Iran has hacked our drones at least once (or netted one out of the sky and claimed to have hacked it). If they actually hacked it, drone war could get very interesting in the future. Personally, I think they did a physical capture and only claimed to have hacked it, but as long as most of the attacks by US drones are on Sunnis, the Shiites don't really care that much.

Basically, I'd heard that senior military were threatening to resign if Bush started a preemptive nuclear war with Iran.

I assume Fox News is paid advertising like most news. Having been in the National Archives, I tend to wonder what's the contemporary parallel of what I read about what wasn't in the news then. One thing I think it's safe to count on is that nothing really important shows up in the news absent someone leaking to reporters, which tends to be rare. The US has shown its real commitment to free flow of information by jailing Bradley Manning.

If I were Nicaraguan (and even though I'm not), I wouldn't see any differences between anyone from the North and people from the South (and the South in cultural terms begins somewhere in South Carolina). North Americans are North Americans; Northerners have much difficulty understanding Southern ways. Asking people here to learn English when the biggest tourist market for NIcaragua is South American and inter-regional is to assume that North Americans are the only people who matter. My friend who visited was horrified that people didn't speak English as much as they did in Ecuador, but she wouldn't be horrified if she knew that Tibetans are resisting learning Mandarin.
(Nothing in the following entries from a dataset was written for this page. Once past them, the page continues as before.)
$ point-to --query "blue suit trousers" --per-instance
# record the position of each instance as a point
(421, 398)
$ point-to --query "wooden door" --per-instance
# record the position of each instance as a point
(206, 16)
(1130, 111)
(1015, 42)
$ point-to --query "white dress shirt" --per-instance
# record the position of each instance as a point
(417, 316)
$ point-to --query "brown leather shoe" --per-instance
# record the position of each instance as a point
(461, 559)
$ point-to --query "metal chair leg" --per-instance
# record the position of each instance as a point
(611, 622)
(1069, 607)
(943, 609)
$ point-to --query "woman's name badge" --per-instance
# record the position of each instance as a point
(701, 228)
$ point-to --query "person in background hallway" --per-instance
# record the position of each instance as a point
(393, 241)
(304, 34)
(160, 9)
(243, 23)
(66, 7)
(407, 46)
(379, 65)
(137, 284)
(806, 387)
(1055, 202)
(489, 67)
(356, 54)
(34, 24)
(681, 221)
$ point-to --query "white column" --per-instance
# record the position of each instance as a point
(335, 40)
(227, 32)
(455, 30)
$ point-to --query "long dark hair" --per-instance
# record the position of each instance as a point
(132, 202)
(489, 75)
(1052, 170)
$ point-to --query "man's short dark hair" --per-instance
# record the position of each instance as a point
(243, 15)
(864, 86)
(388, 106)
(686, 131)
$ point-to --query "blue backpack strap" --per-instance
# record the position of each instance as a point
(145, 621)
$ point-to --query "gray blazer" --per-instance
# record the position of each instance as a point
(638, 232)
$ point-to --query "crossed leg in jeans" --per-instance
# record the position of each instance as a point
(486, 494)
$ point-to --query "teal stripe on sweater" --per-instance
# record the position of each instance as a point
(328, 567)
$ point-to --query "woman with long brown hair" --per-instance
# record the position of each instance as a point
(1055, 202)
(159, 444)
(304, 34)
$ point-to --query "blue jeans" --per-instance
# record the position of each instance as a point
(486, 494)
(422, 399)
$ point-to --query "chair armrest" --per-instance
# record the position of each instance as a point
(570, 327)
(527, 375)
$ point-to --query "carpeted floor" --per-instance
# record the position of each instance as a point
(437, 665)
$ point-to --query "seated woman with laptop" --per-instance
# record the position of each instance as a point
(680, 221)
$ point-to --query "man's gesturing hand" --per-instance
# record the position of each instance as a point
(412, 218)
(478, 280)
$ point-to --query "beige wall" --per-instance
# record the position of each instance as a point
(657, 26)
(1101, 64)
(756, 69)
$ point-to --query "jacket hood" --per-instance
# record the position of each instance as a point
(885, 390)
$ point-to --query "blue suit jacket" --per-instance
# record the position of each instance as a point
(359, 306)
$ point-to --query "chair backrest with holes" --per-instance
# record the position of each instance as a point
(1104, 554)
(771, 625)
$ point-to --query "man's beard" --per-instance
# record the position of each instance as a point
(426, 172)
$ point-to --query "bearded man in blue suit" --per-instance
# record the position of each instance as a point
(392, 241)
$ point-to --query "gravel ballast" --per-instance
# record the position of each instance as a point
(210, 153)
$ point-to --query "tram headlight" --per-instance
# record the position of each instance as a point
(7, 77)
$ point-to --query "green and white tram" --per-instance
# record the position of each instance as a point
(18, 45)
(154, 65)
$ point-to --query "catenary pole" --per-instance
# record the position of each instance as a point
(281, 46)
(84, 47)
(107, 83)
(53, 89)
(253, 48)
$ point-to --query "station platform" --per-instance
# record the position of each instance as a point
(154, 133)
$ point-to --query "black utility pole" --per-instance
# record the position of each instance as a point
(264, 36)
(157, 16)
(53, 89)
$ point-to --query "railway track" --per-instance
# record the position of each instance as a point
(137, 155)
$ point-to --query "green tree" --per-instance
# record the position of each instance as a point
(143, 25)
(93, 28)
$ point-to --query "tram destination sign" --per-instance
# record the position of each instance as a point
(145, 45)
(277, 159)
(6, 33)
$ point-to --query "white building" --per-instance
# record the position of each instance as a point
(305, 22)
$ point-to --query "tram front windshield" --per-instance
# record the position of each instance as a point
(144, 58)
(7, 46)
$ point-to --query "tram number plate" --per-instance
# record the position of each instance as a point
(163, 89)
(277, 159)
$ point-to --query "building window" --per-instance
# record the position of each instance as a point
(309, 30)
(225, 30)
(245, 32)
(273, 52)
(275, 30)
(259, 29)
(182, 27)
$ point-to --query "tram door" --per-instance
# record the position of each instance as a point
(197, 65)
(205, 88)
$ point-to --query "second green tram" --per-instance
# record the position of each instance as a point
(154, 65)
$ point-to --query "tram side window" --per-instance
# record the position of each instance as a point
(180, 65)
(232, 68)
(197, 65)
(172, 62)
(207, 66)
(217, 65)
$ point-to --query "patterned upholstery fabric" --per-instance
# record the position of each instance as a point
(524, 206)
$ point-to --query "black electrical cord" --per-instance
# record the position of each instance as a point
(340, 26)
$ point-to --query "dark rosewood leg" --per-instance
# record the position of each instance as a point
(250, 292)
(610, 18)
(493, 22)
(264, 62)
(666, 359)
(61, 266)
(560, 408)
Tourism is not a way to lift people out of poverty if a region has any other alternatives (other than agriculture). Whether Nicaragua has other alternatives, or can develop other alternatives is an issue it's going to have to work out. But breaking up the big farms and setting up rural folks as small farmers with some alternative sources of cash income would be good in the long run, as politically difficult as this might be.

What will make it uncomfortable for expats (and nobody will care what flavor of expat you claim to be), is if people who are small farmers find themselves pushed off the land and forced into picking coffee (as they were in the 19th and 20th Centuries. I'd actually be ironically amused if they started hating us.

I've always found that someone in the airport spoke English and would volunteer to help if you asked. Miami Airport was far worse for nobody speaking English at all than Managua. Most of the time here, I have been able to find someone who could assist if my Spanish wasn't up to the task (a fair number of people have lived in the US and come back).

English is the third most commonly spoken language on the planet, after Mandarin and Spanish.

In this hemisphere, probably more Spanish-speakers than English-speakers.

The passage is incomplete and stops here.